He had a busy military career but in spite of his hectic life, he managed to find time for his leisurely pursuits which included traveling and hunting. In 1893, he traveled to several places all over the world covering New Hebrides, Solomon Islands, New Guinea, Sarawak, Hong Kong and China. He was a passionate trophy hunter who reportedly kept track of around 300,000 game kills. He also loved collecting antiques.
Franz’s life changed dramatically when his father died of typhoid fever in 1896. Now he became the new heir to the empire, the one who would succeed the throne after the death of the elderly king, his uncle, Franz Joseph.
Even though he had never received any formal staff training, he was considered eligible for command and led the primarily Hungarian 9th Hussar Regiment at one point. He was given a commission to enquire into the affairs of the military services and authorized to access the papers of the military agencies.

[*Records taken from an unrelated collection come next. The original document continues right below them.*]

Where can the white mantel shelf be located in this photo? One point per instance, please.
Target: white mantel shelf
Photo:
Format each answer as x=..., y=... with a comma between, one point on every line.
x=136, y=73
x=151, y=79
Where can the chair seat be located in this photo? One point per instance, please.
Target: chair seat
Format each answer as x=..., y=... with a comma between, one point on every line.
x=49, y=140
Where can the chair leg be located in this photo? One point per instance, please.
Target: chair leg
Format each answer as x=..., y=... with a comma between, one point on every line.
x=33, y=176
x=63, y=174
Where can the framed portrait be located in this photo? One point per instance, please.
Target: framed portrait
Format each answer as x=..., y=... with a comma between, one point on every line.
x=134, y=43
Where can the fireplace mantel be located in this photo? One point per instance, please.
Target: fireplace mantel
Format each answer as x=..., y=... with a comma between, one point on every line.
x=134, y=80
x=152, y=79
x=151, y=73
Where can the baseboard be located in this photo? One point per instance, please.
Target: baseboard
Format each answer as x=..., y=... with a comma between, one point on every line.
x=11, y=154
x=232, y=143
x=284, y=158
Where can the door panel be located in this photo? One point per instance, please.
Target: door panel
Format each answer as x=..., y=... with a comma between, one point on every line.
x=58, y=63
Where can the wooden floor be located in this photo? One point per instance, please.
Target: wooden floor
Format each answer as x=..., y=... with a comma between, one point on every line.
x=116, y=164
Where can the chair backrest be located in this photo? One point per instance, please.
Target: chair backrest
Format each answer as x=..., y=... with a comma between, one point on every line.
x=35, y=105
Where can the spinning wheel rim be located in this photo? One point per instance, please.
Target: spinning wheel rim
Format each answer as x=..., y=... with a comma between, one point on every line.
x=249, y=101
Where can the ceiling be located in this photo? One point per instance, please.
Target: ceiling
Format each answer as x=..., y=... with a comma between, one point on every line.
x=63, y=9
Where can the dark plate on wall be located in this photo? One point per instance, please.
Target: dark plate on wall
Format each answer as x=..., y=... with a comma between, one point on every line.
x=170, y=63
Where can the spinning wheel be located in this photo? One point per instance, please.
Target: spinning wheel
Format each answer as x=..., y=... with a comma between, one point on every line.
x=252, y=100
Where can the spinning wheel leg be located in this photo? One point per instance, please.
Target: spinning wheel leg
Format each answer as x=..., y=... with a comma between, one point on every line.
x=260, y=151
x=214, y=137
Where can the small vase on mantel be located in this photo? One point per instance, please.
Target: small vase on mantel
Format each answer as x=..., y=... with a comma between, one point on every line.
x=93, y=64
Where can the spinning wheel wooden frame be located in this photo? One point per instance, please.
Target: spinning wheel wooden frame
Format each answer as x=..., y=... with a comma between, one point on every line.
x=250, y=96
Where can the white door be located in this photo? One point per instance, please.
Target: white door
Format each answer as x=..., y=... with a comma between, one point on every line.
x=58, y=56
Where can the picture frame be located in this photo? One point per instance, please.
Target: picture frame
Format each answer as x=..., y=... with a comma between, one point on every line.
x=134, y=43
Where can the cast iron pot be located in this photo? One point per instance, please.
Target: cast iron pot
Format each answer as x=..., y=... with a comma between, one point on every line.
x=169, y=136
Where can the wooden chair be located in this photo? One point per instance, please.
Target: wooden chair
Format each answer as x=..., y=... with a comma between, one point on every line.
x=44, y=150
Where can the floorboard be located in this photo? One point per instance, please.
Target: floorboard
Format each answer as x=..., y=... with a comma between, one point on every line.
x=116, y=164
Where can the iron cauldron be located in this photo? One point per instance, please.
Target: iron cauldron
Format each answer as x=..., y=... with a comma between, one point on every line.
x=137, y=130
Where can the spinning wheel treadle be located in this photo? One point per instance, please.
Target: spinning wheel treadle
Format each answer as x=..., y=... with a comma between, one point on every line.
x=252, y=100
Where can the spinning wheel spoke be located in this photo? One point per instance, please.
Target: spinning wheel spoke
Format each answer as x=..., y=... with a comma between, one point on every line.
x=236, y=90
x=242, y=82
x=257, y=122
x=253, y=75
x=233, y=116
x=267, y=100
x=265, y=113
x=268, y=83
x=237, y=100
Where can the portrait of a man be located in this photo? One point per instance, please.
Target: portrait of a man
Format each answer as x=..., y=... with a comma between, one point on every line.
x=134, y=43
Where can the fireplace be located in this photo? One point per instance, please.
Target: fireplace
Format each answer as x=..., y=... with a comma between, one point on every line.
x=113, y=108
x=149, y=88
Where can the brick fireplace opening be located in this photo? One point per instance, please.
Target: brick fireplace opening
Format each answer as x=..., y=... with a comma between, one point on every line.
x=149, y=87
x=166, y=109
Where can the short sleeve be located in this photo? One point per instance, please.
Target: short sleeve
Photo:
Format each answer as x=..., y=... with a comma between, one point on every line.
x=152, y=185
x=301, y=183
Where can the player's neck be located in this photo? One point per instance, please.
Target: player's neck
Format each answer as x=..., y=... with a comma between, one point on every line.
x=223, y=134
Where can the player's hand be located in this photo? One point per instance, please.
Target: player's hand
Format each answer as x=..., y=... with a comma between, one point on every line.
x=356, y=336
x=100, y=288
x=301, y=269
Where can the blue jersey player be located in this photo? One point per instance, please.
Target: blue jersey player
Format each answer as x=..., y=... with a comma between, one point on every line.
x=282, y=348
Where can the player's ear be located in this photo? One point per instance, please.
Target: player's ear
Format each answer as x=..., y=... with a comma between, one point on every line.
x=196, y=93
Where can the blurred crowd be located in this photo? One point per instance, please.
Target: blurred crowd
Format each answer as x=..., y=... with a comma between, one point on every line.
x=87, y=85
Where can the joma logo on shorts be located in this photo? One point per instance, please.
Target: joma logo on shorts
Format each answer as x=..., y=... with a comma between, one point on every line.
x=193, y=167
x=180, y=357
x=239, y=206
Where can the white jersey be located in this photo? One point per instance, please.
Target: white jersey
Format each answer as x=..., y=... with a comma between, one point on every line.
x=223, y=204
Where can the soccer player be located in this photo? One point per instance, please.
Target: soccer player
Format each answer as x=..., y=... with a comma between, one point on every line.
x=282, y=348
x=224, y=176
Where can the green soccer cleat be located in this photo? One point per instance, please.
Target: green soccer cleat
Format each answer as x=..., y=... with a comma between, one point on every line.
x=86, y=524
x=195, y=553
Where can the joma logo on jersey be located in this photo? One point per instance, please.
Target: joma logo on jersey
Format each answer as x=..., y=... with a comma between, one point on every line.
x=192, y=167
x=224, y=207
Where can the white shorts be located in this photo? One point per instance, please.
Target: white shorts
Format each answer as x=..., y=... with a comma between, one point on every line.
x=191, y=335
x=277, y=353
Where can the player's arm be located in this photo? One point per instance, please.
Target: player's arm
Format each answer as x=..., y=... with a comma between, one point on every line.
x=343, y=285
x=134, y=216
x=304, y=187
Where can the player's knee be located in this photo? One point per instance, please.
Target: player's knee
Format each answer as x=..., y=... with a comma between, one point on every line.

Being the heir presumptive, he was appointed Inspector General of all the armed forces of Austria-Hungary in 1913.
In 1914, he received an invitation from General Oskar Potiorek, Governor of the Austrian provinces of Bosnia-Herzegovina, to visit Sarajevo and watch his troops on maneuvers.
Franz Ferdinand knew this trip was dangerous, yet he took along his wife and went to Sarajevo where while riding in the motorcade through the streets, he and his wife were shot and killed.
His assassination led to Austria-Hungary's declaration of war against Serbia, which in turn caused the Central Powers and Serbia’s allies to declare war on each other. All these events finally culminated in the beginning of the First World War.
Personal Life & Legacy
He met Countess Sophie Chotek at a ball in Prague in 1894, and fell in love with her. But since Sophie was not a member of any reigning or formerly reigning dynasties of Europe, Franz’s uncle, the Emperor Franz Joseph of Austria forbade him from marrying her.
Franz Ferdinand was deeply in love with Sophie and made it clear that he would not marry anyone else. The emperor finally permitted him to marry her after the Pope Leo XIII, Tsar Nicholas II of Russia, and the German Emperor Wilhelm II all argued with the emperor in support of the young couple.
He married Sophie on 1 July 1900. The emperor and several of his other family members did not attend the wedding. His wife was never accorded the high status, which the other women of the royal family enjoyed, and the emperor enforced the condition that no descendants of Franz and his new wife would succeed to the throne.
The emperor’s dissent, however, did not deter the couple who went on to have a happy marriage which produced three children.
He and his wife were on a trip to Sarajevo, when on 28 June 1914, Gavrilo Princip, a member of Young Bosnia and one of a group of assassins organized and armed by the Black Hand, shot and killed the couple. This event led to a chain of events that eventually triggered World War I.